Resurgirán viejos conceptos románticos, que son los que había reactivado Nietzsche cien años antes, por cierto, como la primacía del sentimiento sobre la razón, de la vida sobre la cultura, y del cuerpo sobre la mente, en un escenario trepidante a nivel cultural y contracultural, como es el de la España de los setenta. Sin embargo, como veremos, nos movemos en códigos antiguos, que se presentan como novedosos por la simplificación del pensamiento moderno. Ya intelectuales de la talla Ortega o Unamuno habían demostrado la vigencia y la dificultad de afrontar y superar estas dicotomías, y las habían aplicado a la función sociocultural del intelectual.

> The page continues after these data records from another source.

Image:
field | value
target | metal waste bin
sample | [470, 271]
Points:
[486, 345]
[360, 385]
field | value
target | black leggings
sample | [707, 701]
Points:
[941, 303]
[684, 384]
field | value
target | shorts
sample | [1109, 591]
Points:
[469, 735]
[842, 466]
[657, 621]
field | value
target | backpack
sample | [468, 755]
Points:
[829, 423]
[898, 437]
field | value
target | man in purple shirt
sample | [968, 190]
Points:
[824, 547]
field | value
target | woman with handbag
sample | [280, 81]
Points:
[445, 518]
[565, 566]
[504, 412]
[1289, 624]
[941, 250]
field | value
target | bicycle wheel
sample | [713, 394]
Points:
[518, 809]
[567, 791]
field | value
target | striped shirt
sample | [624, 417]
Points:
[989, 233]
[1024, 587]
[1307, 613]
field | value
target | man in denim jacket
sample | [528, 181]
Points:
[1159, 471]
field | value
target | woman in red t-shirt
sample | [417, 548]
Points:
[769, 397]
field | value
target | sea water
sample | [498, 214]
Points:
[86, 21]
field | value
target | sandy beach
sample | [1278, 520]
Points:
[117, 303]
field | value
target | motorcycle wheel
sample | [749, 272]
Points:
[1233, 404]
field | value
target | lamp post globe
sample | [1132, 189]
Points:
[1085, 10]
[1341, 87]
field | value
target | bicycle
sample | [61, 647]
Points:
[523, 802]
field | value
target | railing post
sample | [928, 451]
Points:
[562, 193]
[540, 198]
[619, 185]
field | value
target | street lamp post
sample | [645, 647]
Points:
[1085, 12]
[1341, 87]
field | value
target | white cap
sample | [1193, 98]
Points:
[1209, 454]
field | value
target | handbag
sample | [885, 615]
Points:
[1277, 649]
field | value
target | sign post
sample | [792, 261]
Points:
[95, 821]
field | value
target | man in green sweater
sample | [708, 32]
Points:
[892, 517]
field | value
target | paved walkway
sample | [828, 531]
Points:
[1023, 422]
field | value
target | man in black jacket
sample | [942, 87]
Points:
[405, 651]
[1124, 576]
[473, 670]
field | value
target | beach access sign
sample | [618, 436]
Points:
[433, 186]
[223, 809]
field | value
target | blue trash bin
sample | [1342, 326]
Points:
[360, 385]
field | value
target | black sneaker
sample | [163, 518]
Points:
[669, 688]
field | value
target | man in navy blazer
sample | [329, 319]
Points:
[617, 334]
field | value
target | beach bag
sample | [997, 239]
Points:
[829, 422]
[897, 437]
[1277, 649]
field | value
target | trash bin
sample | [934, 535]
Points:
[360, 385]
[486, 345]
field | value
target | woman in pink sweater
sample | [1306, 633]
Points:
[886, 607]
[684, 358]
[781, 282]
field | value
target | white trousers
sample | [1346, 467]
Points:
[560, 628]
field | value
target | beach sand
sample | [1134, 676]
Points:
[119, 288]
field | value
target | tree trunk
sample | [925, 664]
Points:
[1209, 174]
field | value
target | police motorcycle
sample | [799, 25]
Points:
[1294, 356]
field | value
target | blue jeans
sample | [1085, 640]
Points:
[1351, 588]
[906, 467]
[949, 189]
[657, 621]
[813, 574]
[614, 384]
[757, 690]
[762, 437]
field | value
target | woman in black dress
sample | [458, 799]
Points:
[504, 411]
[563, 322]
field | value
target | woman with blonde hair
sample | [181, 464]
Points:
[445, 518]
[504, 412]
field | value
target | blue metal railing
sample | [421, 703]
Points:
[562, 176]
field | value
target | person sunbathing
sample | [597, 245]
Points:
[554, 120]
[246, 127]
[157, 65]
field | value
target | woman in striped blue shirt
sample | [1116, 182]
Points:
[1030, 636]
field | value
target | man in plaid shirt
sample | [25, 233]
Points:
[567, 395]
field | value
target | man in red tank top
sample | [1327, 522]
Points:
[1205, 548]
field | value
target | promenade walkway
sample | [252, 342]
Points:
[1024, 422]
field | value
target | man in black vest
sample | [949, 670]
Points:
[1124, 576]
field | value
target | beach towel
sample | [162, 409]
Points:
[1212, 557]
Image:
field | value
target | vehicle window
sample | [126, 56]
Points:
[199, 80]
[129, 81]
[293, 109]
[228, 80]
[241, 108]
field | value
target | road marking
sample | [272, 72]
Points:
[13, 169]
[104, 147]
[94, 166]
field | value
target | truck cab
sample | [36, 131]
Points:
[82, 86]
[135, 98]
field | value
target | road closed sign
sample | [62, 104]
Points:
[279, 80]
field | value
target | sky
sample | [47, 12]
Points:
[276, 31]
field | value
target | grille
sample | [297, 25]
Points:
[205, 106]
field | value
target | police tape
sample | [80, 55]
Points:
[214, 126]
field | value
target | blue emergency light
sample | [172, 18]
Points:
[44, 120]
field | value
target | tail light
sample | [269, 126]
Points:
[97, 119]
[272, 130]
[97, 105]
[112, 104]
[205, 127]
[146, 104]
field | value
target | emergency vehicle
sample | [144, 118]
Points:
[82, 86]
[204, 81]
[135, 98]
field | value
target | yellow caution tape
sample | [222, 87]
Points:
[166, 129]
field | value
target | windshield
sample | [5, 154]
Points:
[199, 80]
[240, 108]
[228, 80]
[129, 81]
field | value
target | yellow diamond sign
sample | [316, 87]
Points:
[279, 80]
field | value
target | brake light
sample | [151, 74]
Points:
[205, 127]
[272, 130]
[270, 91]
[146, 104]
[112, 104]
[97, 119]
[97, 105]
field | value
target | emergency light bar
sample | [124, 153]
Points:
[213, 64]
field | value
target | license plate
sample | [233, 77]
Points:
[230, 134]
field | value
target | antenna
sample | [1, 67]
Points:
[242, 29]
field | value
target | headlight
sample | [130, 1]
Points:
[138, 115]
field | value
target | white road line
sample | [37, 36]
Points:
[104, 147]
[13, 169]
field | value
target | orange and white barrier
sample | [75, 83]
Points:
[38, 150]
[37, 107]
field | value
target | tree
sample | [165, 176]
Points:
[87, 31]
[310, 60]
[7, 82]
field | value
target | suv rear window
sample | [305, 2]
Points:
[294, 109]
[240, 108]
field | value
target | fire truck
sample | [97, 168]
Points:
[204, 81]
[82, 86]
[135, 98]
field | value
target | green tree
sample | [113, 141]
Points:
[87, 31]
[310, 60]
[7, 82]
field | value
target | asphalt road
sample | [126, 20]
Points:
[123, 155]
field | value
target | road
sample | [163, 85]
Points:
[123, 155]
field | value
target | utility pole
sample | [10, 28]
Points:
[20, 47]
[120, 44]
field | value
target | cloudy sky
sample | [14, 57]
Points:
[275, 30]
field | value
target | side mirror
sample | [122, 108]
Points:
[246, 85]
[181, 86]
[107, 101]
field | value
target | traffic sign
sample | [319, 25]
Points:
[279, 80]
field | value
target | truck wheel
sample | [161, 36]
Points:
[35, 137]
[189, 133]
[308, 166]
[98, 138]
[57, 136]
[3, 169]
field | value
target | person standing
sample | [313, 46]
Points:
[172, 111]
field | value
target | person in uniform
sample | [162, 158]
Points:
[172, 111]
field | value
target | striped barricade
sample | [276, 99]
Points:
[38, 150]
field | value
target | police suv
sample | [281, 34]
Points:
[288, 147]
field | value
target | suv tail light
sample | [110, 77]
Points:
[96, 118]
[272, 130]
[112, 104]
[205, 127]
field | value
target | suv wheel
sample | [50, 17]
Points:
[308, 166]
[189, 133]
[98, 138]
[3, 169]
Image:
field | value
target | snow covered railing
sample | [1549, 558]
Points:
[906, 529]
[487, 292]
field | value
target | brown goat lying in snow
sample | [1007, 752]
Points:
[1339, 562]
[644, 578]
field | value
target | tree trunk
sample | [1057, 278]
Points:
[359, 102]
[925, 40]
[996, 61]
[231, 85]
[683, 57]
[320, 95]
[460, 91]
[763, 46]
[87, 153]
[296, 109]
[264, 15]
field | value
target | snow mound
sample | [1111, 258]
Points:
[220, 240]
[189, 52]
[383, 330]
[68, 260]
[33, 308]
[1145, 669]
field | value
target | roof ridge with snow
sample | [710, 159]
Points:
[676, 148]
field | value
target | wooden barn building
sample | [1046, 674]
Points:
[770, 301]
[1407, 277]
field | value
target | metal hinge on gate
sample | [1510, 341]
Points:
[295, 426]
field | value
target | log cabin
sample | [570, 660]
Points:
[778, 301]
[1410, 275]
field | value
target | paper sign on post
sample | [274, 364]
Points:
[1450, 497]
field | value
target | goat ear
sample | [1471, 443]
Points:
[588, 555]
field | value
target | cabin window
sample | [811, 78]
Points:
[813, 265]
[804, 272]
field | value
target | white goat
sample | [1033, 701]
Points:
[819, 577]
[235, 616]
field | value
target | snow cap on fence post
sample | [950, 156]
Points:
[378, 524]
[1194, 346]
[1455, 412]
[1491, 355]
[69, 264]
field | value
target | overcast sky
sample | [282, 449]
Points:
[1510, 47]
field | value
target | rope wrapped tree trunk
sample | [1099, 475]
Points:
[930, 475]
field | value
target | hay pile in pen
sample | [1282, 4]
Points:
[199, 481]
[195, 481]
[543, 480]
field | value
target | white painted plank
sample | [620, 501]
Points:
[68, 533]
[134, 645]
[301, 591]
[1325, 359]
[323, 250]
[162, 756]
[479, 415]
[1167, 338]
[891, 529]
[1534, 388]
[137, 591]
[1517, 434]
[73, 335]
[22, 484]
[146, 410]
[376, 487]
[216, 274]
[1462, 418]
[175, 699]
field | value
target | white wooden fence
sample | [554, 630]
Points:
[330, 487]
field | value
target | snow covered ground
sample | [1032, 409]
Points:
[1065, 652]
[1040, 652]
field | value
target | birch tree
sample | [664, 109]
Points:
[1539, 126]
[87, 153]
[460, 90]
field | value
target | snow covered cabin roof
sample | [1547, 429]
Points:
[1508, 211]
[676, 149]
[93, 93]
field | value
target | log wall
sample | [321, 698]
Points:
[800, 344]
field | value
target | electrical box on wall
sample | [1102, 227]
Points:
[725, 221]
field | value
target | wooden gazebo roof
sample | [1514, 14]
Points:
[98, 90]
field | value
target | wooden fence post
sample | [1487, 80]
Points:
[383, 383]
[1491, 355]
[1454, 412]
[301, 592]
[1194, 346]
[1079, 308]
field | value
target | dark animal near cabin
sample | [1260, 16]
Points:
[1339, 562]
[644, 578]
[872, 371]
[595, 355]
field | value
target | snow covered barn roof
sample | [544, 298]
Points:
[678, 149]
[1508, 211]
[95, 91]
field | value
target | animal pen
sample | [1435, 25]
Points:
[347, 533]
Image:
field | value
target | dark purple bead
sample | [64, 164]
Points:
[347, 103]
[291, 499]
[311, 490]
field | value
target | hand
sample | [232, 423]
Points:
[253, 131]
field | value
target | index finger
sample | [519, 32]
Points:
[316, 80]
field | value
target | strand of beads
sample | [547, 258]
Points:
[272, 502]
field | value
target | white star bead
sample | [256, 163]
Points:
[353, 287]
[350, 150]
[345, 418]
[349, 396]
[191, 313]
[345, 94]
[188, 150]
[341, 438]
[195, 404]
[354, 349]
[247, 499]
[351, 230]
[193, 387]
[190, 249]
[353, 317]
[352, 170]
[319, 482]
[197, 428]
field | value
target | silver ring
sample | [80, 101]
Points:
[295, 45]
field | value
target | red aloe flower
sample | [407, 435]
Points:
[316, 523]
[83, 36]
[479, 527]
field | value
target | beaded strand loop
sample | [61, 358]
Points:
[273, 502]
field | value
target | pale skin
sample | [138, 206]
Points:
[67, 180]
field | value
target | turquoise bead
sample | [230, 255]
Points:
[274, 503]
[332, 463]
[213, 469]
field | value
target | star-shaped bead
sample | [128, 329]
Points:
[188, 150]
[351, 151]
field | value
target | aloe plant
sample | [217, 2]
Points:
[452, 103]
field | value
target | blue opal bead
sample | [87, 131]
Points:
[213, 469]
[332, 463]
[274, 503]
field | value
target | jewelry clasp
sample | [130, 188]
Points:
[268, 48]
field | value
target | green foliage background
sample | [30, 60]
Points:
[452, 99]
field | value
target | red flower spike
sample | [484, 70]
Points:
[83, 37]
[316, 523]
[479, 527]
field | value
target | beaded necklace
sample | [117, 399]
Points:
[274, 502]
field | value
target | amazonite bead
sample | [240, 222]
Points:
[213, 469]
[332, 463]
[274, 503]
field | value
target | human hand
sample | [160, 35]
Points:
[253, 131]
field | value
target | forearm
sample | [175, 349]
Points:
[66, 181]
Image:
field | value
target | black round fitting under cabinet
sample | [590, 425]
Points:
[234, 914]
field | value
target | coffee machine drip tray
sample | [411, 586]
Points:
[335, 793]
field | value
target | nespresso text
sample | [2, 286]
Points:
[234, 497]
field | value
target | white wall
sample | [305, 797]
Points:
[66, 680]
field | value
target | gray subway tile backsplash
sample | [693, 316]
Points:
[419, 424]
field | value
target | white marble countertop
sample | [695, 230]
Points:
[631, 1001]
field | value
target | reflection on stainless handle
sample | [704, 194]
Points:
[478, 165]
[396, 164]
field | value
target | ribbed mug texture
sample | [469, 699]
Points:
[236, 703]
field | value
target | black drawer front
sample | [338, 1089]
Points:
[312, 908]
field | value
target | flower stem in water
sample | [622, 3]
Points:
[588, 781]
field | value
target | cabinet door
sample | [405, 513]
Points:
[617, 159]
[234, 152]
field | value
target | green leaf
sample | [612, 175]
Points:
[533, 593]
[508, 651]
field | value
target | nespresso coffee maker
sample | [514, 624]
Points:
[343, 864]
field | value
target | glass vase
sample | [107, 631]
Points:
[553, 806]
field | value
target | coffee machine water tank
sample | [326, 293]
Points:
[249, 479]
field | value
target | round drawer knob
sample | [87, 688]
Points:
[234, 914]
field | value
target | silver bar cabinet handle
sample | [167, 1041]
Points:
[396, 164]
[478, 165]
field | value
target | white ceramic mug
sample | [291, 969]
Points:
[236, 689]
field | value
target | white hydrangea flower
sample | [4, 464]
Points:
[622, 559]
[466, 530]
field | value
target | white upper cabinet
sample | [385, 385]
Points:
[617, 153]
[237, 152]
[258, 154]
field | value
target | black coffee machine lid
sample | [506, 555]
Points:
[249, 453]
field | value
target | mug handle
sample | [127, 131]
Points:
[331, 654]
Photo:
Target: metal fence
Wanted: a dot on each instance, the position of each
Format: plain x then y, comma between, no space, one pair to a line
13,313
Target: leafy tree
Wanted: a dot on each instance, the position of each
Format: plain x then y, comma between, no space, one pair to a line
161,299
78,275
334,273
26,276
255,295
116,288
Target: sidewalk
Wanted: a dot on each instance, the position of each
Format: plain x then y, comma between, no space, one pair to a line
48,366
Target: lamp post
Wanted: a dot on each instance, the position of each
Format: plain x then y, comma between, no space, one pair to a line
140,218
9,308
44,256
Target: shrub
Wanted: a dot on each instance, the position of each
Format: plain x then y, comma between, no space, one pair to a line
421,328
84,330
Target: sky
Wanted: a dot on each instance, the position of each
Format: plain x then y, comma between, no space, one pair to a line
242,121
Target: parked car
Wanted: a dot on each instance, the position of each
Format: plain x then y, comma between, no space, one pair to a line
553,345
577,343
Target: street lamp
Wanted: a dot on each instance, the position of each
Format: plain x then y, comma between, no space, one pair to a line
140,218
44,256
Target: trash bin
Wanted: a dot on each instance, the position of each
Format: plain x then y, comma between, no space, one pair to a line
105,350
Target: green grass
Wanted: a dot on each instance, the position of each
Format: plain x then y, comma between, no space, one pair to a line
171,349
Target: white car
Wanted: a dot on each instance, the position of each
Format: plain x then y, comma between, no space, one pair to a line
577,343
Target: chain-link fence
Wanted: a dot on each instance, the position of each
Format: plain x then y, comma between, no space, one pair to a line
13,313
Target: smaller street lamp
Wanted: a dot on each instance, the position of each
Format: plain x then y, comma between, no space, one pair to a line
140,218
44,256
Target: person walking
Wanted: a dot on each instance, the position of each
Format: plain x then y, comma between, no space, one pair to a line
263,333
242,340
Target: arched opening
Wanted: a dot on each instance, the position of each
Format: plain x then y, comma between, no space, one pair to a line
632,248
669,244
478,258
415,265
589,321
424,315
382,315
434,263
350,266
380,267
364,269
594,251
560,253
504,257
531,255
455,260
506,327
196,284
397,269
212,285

El pragmatismo de la izquierda y la derecha colaboró, pues, en gran medida en la llegada de la democracia a España tras más de treinta años de dictadura. Consenso necesario en circunstancias complejas y amenazantes, al que se sumaron los intelectuales, por compromiso y también por interés. España, siguiendo el modelo francés, se transformó en un Estado cultural, porque la cultura, especialmente la oficial y la de los mandarines adeptos al socialismo gobernante entre el 82 y el 96, permitió que se consolidaran las libertades. Con los campos político, económico, cultural y simbólico, siguiendo las teorizaciones de Bourdieu (1984), alineados, parecía haber poco lugar para la autonomía y la capacidad crítica de la intelectualidad frente al sistema. Los intelectuales, o al menos buena parte de ellos, devinieron «sacerdotes», de nuevo con Bourdieu, lector de Weber, es decir, figuras institucionalizadas que afianzaron el sistema en lugar de discutirlo.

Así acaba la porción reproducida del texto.